Which Project 2025 authors hold current federal positions and what offices do they lead?
Executive summary
Several authors of Project 2025 now occupy senior roles in the federal government: Russell Vought is serving as Director of the Office of Management and Budget, Brendan Carr is leading the Federal Communications Commission as its chair, and multiple other contributors have been placed in senior White House, agency, or nominated posts including the CIA and Homeland Security [1] [2] [3] [4].
1. Confirmed agency heads: Vought at OMB and Carr at the FCC
Russell Vought, a co‑author and reported “architect” of Project 2025, was confirmed by the Senate to serve as Director of the Office of Management and Budget and is overseeing the federal budget and related executive implementation [1] [2] [5], while Brendan Carr — who authored the Project 2025 chapter on the Federal Communications Commission — is serving as the chair of the FCC after being tapped to lead that agency [1] [6] [2].
2. Senior statutory or agency leadership tied to Project 2025: CIA and border roles
John Ratcliffe, credited in reporting as a Project 2025 author, has been named to lead the Central Intelligence Agency, a senior national security post cited by multiple outlets as filled by a Project 2025 contributor [2] [3], and Tom Homan — listed as a Project 2025 contributor — is serving inside the White House as a border czar with responsibility for immigration‑enforcement coordination, according to news reporting [2] [6].
3. Nominations and Senate‑pending picks with Project 2025 ties
Several Project 2025 contributors were nominated by the administration for major agencies but, in some cases, remained pending confirmation in reporting: Paul Atkins was reported as the president’s pick to lead the Securities and Exchange Commission but had not yet been formally confirmed in the cited coverage [1] [6], and Newsweek and other outlets documented additional nominations from the Project 2025 contributor list for roles across the departments, including nominations for deputy or senior posts at Homeland Security and other agencies [4].

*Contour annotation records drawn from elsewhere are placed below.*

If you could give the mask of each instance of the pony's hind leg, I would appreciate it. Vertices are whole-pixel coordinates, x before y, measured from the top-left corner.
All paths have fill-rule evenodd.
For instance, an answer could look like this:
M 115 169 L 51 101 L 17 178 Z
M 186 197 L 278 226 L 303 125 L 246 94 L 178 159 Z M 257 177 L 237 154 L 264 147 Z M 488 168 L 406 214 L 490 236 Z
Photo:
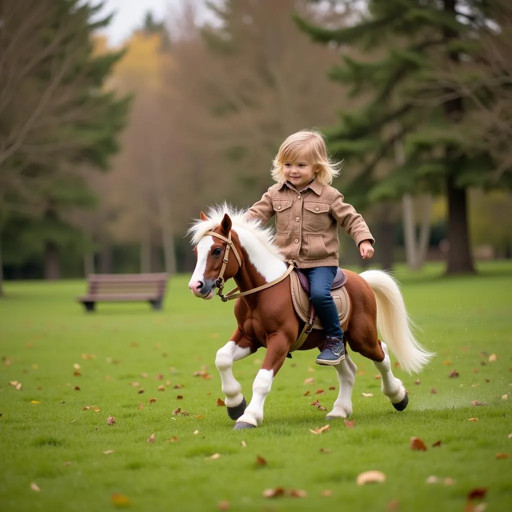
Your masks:
M 384 359 L 380 362 L 374 361 L 373 364 L 382 375 L 382 392 L 388 397 L 397 411 L 403 411 L 409 403 L 409 397 L 402 381 L 397 379 L 391 371 L 391 361 L 389 358 L 387 346 L 382 342 L 379 343 L 385 354 Z
M 233 362 L 243 359 L 250 353 L 250 346 L 241 346 L 232 340 L 217 351 L 215 366 L 221 375 L 222 392 L 226 395 L 224 402 L 231 419 L 240 418 L 247 405 L 242 394 L 242 386 L 233 375 Z
M 334 402 L 332 410 L 327 414 L 327 418 L 347 418 L 352 414 L 352 393 L 355 380 L 355 372 L 357 367 L 350 358 L 348 352 L 345 358 L 334 366 L 338 376 L 339 392 Z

4. Appointments, staff placements and White House advisors drawn from the Project 2025 network
Reporting shows an array of contributors placed as senior advisers, chiefs of staff, or departmental deputies — for example, Jon Feere was reported appointed as chief of staff at U.S. Immigration and Customs Enforcement and Troy Edgar was identified as a nominee for deputy secretary at DHS — reflecting a broader pattern of staffing the administration with people tied to Project 2025 [4] [6].

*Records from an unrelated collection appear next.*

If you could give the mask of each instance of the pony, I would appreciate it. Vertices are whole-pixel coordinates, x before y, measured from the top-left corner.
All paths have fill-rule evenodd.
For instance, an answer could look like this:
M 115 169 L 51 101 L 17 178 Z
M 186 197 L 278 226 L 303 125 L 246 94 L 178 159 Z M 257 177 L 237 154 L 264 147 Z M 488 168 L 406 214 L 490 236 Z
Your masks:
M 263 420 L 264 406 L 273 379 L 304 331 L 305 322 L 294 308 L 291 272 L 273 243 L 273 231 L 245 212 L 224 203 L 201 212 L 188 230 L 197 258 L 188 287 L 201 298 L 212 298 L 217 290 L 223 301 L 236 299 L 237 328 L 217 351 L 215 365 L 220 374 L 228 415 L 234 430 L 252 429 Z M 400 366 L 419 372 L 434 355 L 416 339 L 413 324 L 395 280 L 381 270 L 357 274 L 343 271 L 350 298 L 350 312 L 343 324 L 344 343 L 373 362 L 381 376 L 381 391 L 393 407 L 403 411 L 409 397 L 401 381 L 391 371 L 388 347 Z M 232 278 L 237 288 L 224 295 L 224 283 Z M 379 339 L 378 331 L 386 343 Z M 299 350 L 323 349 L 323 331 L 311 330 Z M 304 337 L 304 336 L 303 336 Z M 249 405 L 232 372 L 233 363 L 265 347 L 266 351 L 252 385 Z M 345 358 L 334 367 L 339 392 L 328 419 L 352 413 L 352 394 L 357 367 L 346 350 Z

5. Scope, count, and limits of public reporting
Multiple outlets and watchdogs have cataloged that dozens of Project 2025 authors and contributors were nominated, appointed, or consulting in the new administration — one count found eight authors already working or consulting for executive agencies and other analyses reported dozens of contributors holding or being tapped for roles — but public reporting varies on who is “confirmed” versus “nominated,” and available sources do not provide a single, definitive list of every author currently holding federal office [7] [1] [4].

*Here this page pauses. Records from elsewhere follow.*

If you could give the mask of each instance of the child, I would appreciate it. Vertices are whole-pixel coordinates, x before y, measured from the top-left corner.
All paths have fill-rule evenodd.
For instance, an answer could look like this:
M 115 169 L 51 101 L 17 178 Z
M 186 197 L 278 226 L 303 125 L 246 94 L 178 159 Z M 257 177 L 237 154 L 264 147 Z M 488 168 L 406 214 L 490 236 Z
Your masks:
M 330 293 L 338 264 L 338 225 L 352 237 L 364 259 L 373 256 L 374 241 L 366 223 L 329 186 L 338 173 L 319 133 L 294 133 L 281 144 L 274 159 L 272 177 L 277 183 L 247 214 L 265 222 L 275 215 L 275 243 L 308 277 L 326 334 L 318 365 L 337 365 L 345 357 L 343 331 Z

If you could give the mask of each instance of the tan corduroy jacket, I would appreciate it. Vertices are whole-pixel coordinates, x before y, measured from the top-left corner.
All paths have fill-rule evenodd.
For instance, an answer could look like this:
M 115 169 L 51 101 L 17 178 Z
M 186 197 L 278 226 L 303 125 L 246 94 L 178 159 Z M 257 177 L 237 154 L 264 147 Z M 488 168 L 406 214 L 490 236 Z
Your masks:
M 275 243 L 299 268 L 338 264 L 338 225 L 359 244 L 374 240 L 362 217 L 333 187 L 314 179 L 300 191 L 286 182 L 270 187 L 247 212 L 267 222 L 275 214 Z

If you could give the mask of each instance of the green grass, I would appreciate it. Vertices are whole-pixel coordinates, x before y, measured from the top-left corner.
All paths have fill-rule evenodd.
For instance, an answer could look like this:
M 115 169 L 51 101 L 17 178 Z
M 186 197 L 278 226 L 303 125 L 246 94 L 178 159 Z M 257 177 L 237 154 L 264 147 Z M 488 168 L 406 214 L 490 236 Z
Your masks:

6. What this placement means and how reporting frames it
News organizations and advocacy groups frame the placements as evidence Project 2025 has served as a personnel pipeline for an administration seeking to implement the document’s blueprint, with critics noting continuity between the project’s prescriptions and policy moves and defenders portraying appointments as typical ideological staffing of an administration; reporting explicitly links Project 2025 authors to a set of cabinet, agency and White House roles while also noting the administration’s prior public distancing from the project [8] [1] [2] [6].